- The United Nations efforts to strengthen agriculture and enhance food security received a boost, ahead of a major summit beginning today, thanks to new initiatives with the Islamic Development Bank (IDB) and a leading Brazilian university.
The $1 billion agreement signed in Rome by the UN Food and Agriculture Organisation (FAO) and IDB will fund agricultural development in 26 least developed countries that are members of both the Bank and FAO.
The agreement, signed yesterday, aims to help leverage additional resources and bring total investment in the IDB-FAO programme to $5 billion by 2012.
“This agreement comes at a critical moment, when the international community recognizes it has neglected agriculture for many years,” FAO stated in a news release. “Today, sustained investment in agriculture – especially smallholder agriculture – is acknowledged as the key to food security.”

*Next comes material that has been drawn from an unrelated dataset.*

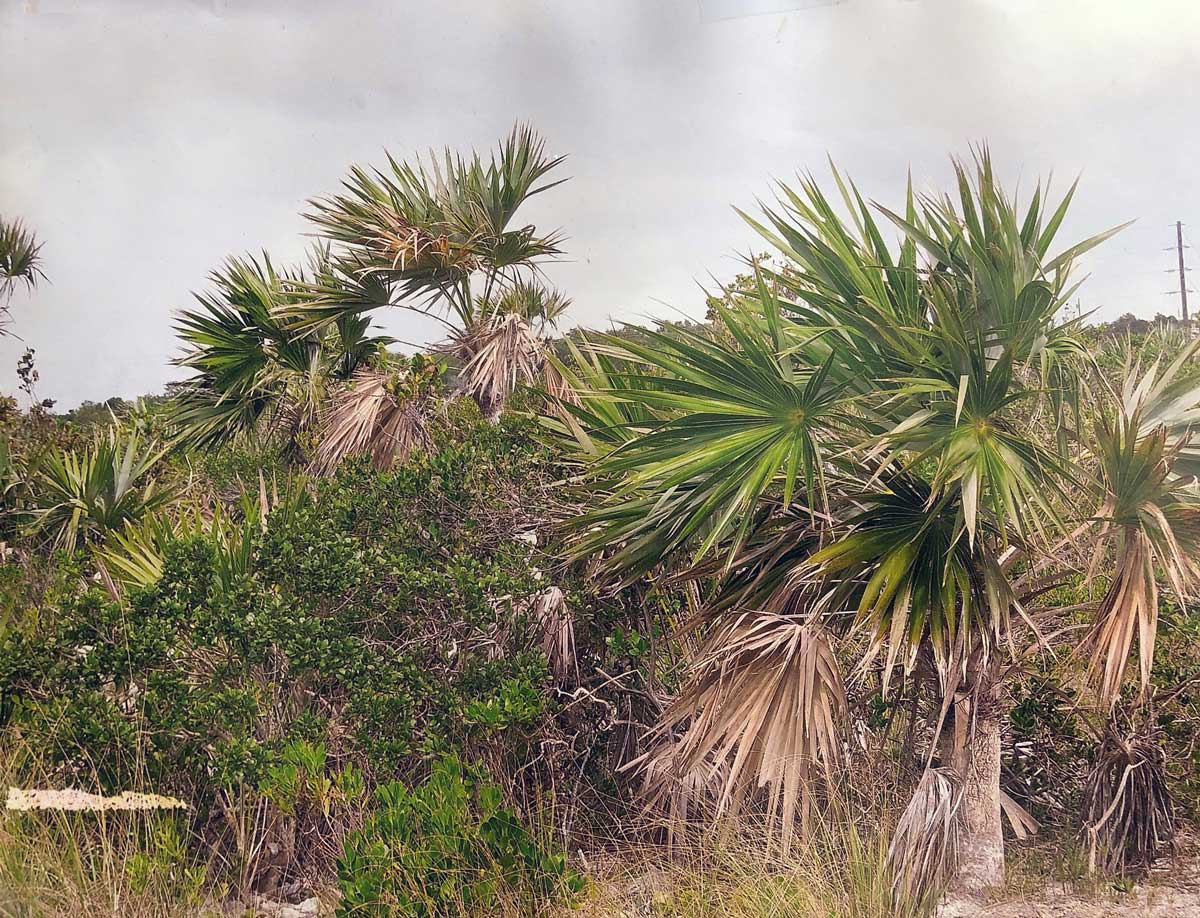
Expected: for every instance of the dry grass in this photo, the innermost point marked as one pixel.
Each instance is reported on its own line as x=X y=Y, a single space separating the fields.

The agency added that both FAO and IDB share the same vision and strategy, and will continue working together in improving rural infrastructure, promoting local economic development and enhancing food security while strengthening and revitalizing their cooperation.
Meanwhile, scientists from the Universidade Federal de Viçosa (UFV), one of Brazil's leading academic institutions specialised in food and agriculture, are set to provide their expertise to FAO for its agricultural development programmes in Latin America and Africa under another agreement also signed yesterday.
The university will also facilitate access by students from developing countries supported by FAO to its capacity-building and human resources development programmes.
More than 60 heads of State and government are scheduled to meet at the World Summit on Food Security to focus on boosting agricultural production and eradicating hunger, a scourge affecting 1 billion people worldwide.
Ahead of the gathering, the three Rome-based UN agencies dealing with the issue also launched a new strategy to enhance collaboration between them.
According to a joint statement issued by the FAO, the World Food Programme (WFP) and the International Fund for Agricultural Development (IFAD), the decision culminates a two-year effort to advance joint action to help developing nations address food insecurity by investing in agriculture and safety nets, and to address hunger exacerbated by the food and financial crises and climate change.